More intuitively, when a small piece is randomly selected from a large image, such as 8x8 as a sample, and some features are learned from this small sample, we can apply the feature learned from this 8x8 sample as a detector to any place in the image. In particular, we can use the features learned from the 8x8 sample to make a convolution of the original large-size image, thus obtaining an activation value of a different feature for any position on this large-size image.

As shown in the following figure, a 33 convolution core is presented as a convolution process on a 55 image. Each convolution is a feature extraction method that, like a sieve, filters out parts of the image that match the criteria (the larger the activation value is, the better the condition).

Reference Documents:

Technology to: Read the convolutional neural network in one article CNN

The principle of convolutional neural network is intuitive to explain.

Contact Us

The content source of this page is from Internet, which doesn't represent Alibaba Cloud's opinion; products and services mentioned on that page don't have any relationship with Alibaba Cloud. If the content of the page makes you feel confusing, please write us an email, we will handle the problem within 5 days after receiving your email.

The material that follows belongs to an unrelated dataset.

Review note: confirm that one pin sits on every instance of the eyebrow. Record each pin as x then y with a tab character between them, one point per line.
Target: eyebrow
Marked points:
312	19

If you find any instances of plagiarism from the community, please send an email to: info-contact@alibabacloud.com and provide relevant evidence. A staff member will contact you within 5 working days.

A Free Trial That Lets You Build Big!

Start building with 50+ products and up to 12 months usage for Elastic Compute Service

  • Sales Support

    1 on 1 presale consultation

  • After-Sales Support

    24/7 Technical Support 6 Free Tickets per Quarter Faster Response

  • Alibaba Cloud offers highly flexible support services tailored to meet your exact needs.